Kyme and my match had come to an end. It was the last time we would hang out together. It had been a year since we had been paired up through Big Brothers and Big Sisters, and as I drove her back home from our last activity, I felt like a failure.
I had first heard about the organisation in an Archie's comic book. I was probably ten years old then and had no idea what was outside the world my parents had built for me between Oman and India. A lifetime later when I became independent in Tulsa, USA, I remembered BBBS and looked them up. I wanted to make a difference in someone's life while my own was in utter chaos. Soon I found myself in their office sorting through a bunch of children's profiles for The One.
Her name was Kymnesha Edwards. She was 14, black, and two years behind in school. She lived with her parents and younger sister in a neighbourhood where trees were never trimmed and the grass grew between the bricks on the pavement. Her mother used to work in a hospital. Her father had been to jail but now worked odd-jobs.
My primary contact as her Big was her mother. I wanted to do it right, not make any mistakes. I asked her mother all the right questions - what did she think were Kyme's strengths and weaknesses, what did she want me to do for Kyme? Mrs. Edwards had had a hard life but was a strong woman who held her family together. She told me that Kyme was a creative child who loved books but didn't feel confident about her reading skills. She got intimidated by too many words, so would check out books on tape from the public library. Her spelling was below average for children her age, yet she still couldn't stop writing stories in her wobbly handwriting. Mrs. Edwards wanted me to nudge Kyme towards actual reading and expose her to the shiny world everyone else lived in.
I was ready to groom genius. In the couple of hours I would spend with Kyme every week, I tried to pass down all the knowledge I had ever acquired about world religions, philosophy, politics, ethics, and culture. I gave her weekly creative writing assignments and tried teaching her new words. I tried to come up with activities that nobody had ever come up with. A new one every week, something that would blow her mind. I took her to a workshop about food shortage. I even took her to see 'Swan Lake'. She nodded off to sleep. I was crushed even though I was forcing myself to stay awake.

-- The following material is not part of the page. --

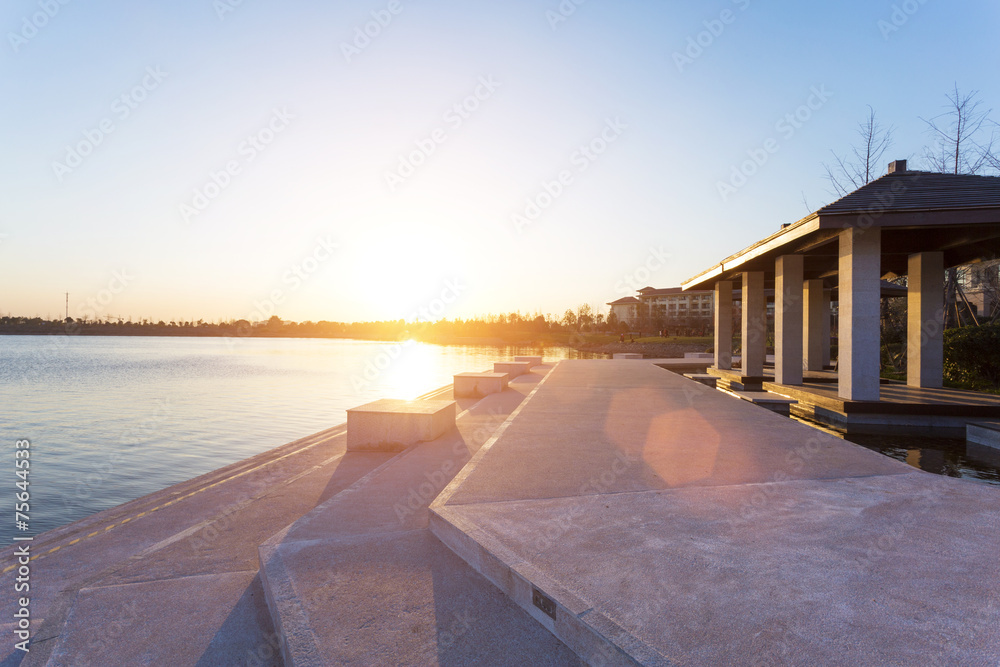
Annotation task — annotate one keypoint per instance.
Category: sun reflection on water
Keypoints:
(407, 377)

Kyme would listen to everything I said, but I felt like the relationship was becoming one-way. And pretty soon, I was burned out. I couldn't think of any more earth-shattering activities. Our outings dwindled to fooling around at the mall and chit-chats over ice cream. She started telling me about her complicated social circle in school. She told me about this one guy who thought he was all that. I remembered that I too had once been 14, and I gave her my 26-year-old advice. Then I told her about who had given me an attitude at work that day.

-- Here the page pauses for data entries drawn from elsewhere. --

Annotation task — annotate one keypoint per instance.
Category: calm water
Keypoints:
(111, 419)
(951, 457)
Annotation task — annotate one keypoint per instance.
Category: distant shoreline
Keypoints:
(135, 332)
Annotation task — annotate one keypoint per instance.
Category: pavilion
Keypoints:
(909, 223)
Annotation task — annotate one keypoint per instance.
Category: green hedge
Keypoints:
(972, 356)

I began to forget about being the best Big in history. I took Kyme to my workplace and introduced her to everyone as my Little. We took photos of her in my high-tech cube. We went to the Scottish festival where we both watched the stepdancers with our mouths hanging open in awe. I showed her my fake British accent and even convinced other people by ordering an entire sandwich at a Subway like an Englishwoman.
She liked my Queen CD so I burned her a copy. I caught her humming 'The Show Must Go On' for many days. After checking with her mother, I gave her an authentic Queen CD set for her birthday, the same one we used to listen to in my car while driving all over Tulsa. We made a scrapbook. I listened to the stories she wrote and told her she could become a writer just like, well, me. We hung out at the mall, sipped milkshakes, and tried the cheap massage chairs there. It was my first time.

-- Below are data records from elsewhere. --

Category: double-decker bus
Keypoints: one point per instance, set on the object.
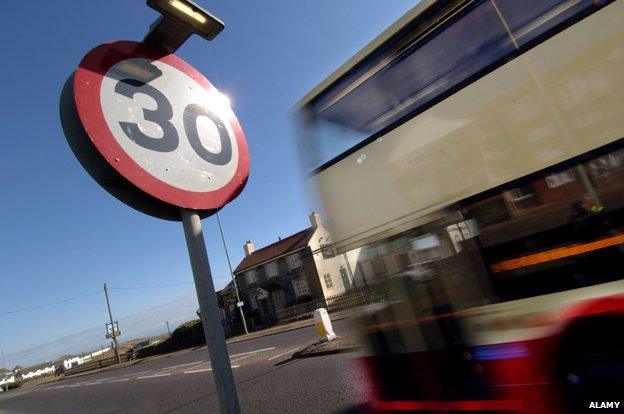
(471, 158)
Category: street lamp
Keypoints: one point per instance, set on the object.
(238, 304)
(4, 367)
(179, 20)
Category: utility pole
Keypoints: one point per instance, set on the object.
(6, 382)
(110, 315)
(240, 308)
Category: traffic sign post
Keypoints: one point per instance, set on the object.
(155, 133)
(211, 319)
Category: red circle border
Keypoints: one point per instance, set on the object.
(87, 85)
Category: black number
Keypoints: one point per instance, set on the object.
(191, 113)
(161, 116)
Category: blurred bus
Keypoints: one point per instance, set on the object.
(471, 160)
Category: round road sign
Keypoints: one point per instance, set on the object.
(161, 125)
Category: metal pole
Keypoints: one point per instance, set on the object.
(240, 308)
(6, 382)
(211, 320)
(110, 315)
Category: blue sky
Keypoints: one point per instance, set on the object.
(63, 236)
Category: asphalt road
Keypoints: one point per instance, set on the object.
(268, 381)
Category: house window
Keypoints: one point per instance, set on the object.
(271, 269)
(555, 180)
(328, 282)
(294, 261)
(250, 276)
(301, 287)
(328, 251)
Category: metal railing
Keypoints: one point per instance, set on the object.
(343, 301)
(96, 364)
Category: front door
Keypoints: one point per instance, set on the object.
(264, 304)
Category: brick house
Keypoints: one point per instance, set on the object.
(294, 269)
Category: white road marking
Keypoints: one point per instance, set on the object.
(138, 373)
(57, 387)
(198, 370)
(252, 352)
(182, 365)
(205, 370)
(287, 352)
(155, 376)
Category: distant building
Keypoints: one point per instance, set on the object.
(35, 371)
(294, 269)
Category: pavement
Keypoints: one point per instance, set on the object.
(349, 342)
(269, 380)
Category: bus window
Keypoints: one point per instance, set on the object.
(530, 19)
(560, 231)
(424, 72)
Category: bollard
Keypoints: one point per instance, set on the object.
(322, 323)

Our last activity was watching Barnyard at the dollar theater. I couldn't remember the last time I had pried myself away from my foreign films and disastrous true-life dramas to enjoy a simple children's movie. We laughed a lot. We knew it was the last time we were going to be hanging out together but we didn't bring it up much. I was planning on leaving Tulsa for good.
That ride back was the last time I would get to tell Kyme to believe in herself when others didn't. I did tell her but I wished I could say something bigger that would stick in her mind long after I had gone. I hadn't made her a genius the way I had thought I would. She was still Kyme from the same neighbourhood, only a year older. I hadn't made any difference in her life. For someone who can talk a lot, I sometimes end up saying everything except what needs to be said.
Kyme had something to say too. She struggled with it, maybe she was like me. After dutifully listening to everything I had to say, she told me that she had checked out a book from the library. A book with words to be read, not to be heard on tape. A grown-up book, not for little children. A book with lots of big words and no pictures. She said that she one day just felt like trying it out. Then she read it and loved it. Then she checked out more books and couldn't stop reading. She loved reading books now. She didn't check out books on tape anymore.
The look on her face as she told me this was one of a new belief in herself. The kind that you get by conquering an obstacle that you thought you were just too stupid to overcome. Sometime between boring ballets and fake accents, I had made a difference when I wasn't even trying.